Omega Valley Farmers L.L.C., Dorchester, Wis., is giving snacking cheese a different better-for-you spin by making the cheese from milk sourced from cows that graze on a specially formulated diet containing linseed and legumes. The diet boosts the omega-3 fatty acid content of the milk, with the omega-3s then getting concentrated in the 1-oz cheese sticks that come in Co-Jack and Monterey Jack varieties.

Whole food functionality

Another functional nutrition fact from the IFIC study was that consumers continue to seek more whole grains (59%), many of which contain protein, fiber, omega-3 fatty acids and other nutrients. Adding whole grains to dairy foods may not be as common as adding purified protein or fiber, but definitely presents an opportunity for innovation.

For example, General Mills Inc., Minneapolis, offers a range of yogurts with whole grains. Yoplait Plenti is a hearty take on Greek yogurt, combining protein-packed strained yogurt with oats, flax seeds and pumpkin seeds.

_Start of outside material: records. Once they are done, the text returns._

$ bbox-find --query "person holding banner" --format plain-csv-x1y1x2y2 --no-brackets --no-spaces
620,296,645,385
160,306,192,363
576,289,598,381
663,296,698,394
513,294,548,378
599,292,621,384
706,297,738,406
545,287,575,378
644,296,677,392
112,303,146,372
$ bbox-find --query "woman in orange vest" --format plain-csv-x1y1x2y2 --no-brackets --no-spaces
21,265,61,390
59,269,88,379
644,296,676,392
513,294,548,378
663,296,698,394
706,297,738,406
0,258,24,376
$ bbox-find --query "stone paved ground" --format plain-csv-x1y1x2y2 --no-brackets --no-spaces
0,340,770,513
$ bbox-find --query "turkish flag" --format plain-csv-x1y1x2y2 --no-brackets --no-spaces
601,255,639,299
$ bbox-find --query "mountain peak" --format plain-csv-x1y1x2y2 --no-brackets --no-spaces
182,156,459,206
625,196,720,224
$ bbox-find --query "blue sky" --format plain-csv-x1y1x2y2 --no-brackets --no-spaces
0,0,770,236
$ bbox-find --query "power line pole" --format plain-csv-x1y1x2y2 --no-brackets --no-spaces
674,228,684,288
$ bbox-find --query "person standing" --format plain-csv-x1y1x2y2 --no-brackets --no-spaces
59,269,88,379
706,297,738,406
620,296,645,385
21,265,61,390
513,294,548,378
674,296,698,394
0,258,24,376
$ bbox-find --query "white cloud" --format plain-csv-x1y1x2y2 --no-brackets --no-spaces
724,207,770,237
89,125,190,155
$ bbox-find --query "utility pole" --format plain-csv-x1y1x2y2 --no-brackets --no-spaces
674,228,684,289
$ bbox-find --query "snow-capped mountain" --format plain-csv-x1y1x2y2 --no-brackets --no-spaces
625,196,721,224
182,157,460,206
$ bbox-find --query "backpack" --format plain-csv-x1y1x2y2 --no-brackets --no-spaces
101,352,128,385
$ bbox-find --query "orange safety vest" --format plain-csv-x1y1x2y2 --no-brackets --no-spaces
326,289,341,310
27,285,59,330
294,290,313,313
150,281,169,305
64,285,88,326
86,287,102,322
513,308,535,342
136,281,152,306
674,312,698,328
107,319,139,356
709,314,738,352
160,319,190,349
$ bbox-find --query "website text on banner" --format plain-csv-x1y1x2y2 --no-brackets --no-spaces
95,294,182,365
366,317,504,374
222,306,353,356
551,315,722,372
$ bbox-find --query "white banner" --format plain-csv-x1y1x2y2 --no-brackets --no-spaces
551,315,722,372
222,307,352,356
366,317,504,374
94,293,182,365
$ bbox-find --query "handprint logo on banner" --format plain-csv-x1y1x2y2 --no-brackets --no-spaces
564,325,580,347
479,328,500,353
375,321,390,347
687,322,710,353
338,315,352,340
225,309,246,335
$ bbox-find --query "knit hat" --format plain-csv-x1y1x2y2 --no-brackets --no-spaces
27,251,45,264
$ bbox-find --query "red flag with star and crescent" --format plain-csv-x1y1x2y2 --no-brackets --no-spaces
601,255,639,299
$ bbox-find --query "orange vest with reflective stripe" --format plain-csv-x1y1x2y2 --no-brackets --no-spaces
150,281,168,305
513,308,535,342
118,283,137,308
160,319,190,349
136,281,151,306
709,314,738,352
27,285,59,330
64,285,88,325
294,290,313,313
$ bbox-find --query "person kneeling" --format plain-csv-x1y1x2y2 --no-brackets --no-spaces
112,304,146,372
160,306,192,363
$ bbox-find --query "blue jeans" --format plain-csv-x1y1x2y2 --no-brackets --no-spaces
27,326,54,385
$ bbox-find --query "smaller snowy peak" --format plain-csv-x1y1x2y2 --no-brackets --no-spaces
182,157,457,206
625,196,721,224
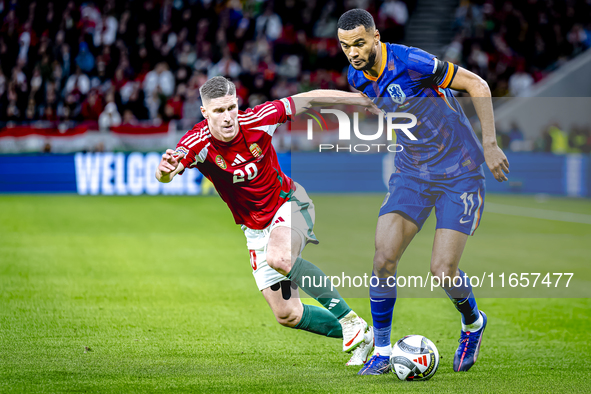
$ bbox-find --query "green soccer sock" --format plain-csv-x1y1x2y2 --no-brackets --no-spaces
287,257,351,319
294,304,343,338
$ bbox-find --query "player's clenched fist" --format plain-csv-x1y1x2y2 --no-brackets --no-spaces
484,145,509,182
156,149,185,182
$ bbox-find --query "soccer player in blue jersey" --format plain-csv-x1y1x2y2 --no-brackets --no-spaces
337,9,509,375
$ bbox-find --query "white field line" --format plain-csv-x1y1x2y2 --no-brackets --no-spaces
484,202,591,224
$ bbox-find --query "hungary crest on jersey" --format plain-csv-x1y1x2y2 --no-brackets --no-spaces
248,144,263,158
215,155,228,170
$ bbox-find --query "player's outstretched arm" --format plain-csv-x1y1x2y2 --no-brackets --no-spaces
156,149,185,183
450,67,509,182
291,89,381,115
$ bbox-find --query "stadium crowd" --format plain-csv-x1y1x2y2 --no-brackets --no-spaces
0,0,591,153
444,0,591,97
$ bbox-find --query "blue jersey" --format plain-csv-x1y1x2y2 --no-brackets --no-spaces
347,43,484,180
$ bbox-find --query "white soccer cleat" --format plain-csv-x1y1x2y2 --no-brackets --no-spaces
345,327,375,365
339,311,369,353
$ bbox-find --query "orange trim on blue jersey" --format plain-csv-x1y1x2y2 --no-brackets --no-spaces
433,89,458,112
363,42,388,82
439,62,455,89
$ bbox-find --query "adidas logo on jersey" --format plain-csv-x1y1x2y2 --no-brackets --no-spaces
232,153,246,166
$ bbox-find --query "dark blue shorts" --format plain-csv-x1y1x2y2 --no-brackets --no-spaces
380,166,485,235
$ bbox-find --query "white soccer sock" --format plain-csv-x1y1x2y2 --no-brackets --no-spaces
462,314,484,332
373,345,392,357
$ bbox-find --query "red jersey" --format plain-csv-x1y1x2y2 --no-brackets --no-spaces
176,97,295,230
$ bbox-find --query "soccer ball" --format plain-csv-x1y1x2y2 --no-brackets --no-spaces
390,335,439,380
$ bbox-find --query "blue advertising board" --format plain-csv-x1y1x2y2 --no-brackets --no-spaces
0,152,591,197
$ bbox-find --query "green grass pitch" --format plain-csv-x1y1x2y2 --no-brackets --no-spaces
0,195,591,393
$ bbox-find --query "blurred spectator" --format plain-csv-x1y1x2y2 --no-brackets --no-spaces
75,42,94,73
66,66,90,95
378,0,408,42
0,0,591,145
80,89,103,121
98,102,121,130
255,2,283,41
208,47,242,78
143,62,175,97
509,64,534,97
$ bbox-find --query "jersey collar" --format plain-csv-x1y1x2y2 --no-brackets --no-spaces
363,42,388,82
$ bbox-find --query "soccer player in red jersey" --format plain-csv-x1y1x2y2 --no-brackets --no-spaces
156,77,377,365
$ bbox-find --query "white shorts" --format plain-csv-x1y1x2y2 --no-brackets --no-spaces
242,182,318,290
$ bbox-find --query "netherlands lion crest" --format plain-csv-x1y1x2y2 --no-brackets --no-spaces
388,83,406,105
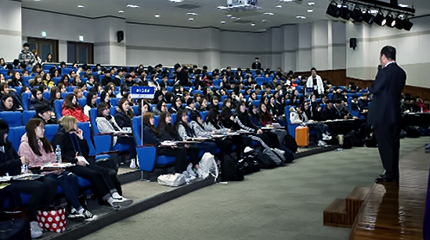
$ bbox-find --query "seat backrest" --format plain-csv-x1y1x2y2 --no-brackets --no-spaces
8,126,25,151
109,106,116,117
110,98,120,107
78,122,96,156
43,91,51,101
0,112,22,127
90,108,100,135
22,110,36,124
131,116,142,146
131,105,140,115
45,124,59,142
21,93,31,110
285,106,291,124
54,99,64,119
154,115,160,127
78,98,87,108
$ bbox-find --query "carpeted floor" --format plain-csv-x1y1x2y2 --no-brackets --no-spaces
79,137,430,240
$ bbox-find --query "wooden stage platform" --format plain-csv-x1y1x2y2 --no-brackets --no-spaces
324,147,430,240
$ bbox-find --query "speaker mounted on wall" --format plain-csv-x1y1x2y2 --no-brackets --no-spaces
116,31,124,43
349,38,357,50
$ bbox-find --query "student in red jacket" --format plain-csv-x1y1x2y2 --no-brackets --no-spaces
62,94,89,122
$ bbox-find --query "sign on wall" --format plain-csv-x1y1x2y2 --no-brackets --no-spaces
131,86,155,99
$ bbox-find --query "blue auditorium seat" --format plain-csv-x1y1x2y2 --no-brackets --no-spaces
0,112,22,127
21,93,31,110
132,117,175,180
22,110,36,124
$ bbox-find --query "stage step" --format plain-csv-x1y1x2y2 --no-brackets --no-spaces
345,187,370,227
324,187,370,228
324,198,348,227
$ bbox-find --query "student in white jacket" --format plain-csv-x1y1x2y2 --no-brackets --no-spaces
306,68,324,96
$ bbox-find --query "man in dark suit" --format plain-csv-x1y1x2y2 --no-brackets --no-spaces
367,46,406,183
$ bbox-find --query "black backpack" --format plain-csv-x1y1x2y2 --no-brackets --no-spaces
221,154,244,181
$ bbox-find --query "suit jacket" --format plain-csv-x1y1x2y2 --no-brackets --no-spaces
367,62,406,124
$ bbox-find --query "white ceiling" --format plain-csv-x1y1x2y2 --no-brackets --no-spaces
22,0,430,32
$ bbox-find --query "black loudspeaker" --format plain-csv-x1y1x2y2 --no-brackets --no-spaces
349,38,357,50
116,31,124,43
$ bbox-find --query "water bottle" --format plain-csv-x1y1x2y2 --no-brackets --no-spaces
21,164,28,174
55,145,63,163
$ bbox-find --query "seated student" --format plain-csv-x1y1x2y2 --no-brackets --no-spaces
142,112,192,177
49,87,62,108
62,93,89,122
100,91,112,108
18,118,97,221
169,97,182,114
189,111,230,161
175,110,217,176
115,98,134,129
258,103,273,127
0,93,17,112
84,91,97,118
248,104,264,128
233,101,279,148
290,106,327,146
198,97,209,112
0,119,57,238
208,96,221,111
184,98,196,113
51,116,133,209
136,100,151,116
34,104,57,125
152,100,167,115
28,87,49,110
93,102,136,168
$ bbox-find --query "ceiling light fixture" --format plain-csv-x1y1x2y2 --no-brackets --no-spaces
375,11,387,26
126,4,140,9
326,1,340,18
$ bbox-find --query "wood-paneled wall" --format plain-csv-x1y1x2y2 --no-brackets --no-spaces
296,69,430,100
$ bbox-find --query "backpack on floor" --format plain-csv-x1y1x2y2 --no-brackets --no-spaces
157,173,185,187
263,148,285,166
199,152,219,181
221,154,244,181
238,147,260,175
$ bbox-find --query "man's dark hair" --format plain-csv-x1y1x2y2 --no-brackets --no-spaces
381,46,396,61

Adding whole grains to dairy foods may not be as common as adding purified protein or fiber, but it presents an opportunity for innovation.

Stonyfield Farm, Londonderry, N.H., offers Greek yogurt combined with fruit and chia. So does The Hain Celestial Group, Lake Success, N.Y., under its Greek Gods banner.

Whole grains, in particular ancient grains, as well as seeds, when combined with dairy foods, can help Americans improve their intake of essential nutrients, said Jane Dummer, a registered dietitian, industry consultant and author of recently published book “The Need for Seeds.”

“They help to achieve the Dietary Guidelines’ recommendation for consuming a mostly plant-based diet, while also meeting the two to three servings of dairy recommendation,” she said.

Adding such whole food ingredients complements consumer desire for cleaner label foods made with minimally processed ingredients, explained Randy Kreienbrink, vice-president of marketing, BI Nutraceuticals, Rancho Dominguez, Calif.

“Another clean label trend is choosing ingredients that are natural sources of energy, rather than simply adding caffeine,” Mr. Kreienbrink said.

That’s what you get with Live Real Farms Energy Drink from Dairy Farmers of America, Kansas City. Made with milk and fruit juice, the energy comes from the naturally occurring sugars in the juices, the skim milk and added fruit purees, as well as green tea extract and vitamin B12. Each 11-oz aseptically packaged shelf-stable carton contains 180 calories, 12 grams of protein, 1 gram of fiber, 28 grams of sugar and no fat. The protein boost comes from whey protein isolate.

Ms. Dummer believes the future for functional dairy foods is promising.

“There’s no pullback in consumer desire for healthier products,” she said. “Consumers want more convenient nutrient-dense snack options for their on-the-go lifestyle.”